The church is a stunningly simple wooden building. It houses the original whalers’ library and also a number of plaques and memorials relating to Sir Ernest Shackleton and others people, and busts of station founder Captain Carl Anton Larsen and of Shackleton.
The church is the only building at Grytviken that is still serving its original purpose. It undergone several restorations in recent years. The building is owned by the Government but managed by the museum team.
The building was planned by Larsen and designed by architect Adalbert Kielland, Larsen’s son-in-law. It was prefabricated in Strømmen, Norway and then shipped to South Georgia. In 1913 it was erected by the station workers in their spare time. The church was consecrated on Christmas Day 1913, and the two church bells, cast in Tønsberg, were first rung at midnight on Christmas Eve.
The pastor, Kristen Loken, had arrived at Grytviken 18 months earlier as ‘priest and lecturer’. He left in 1914 and three more ministers were in residence for short periods until 1931.
Løken wrote that “religious life does not wax strong amongst the whalers and left much to be desired”.
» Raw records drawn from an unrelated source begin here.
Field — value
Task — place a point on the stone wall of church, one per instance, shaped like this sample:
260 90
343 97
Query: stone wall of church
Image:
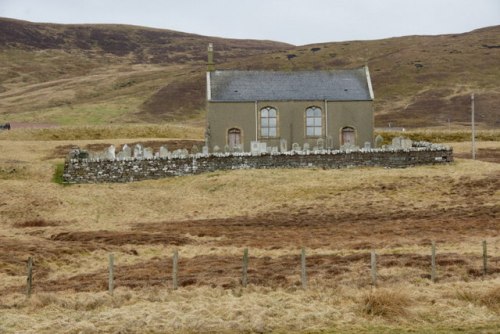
81 169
The library in the north transept was popular but the church less so. At times it was used as a food store, cinema and concert hall. The church had to be cleared before Shackleton’s coffin could lie there in state. Shackleton’s funeral service was held in the church before the coffin was carried to the cemetery for burial.
The church is still used for services by locals and cruise ship passengers, particularly at Christmas.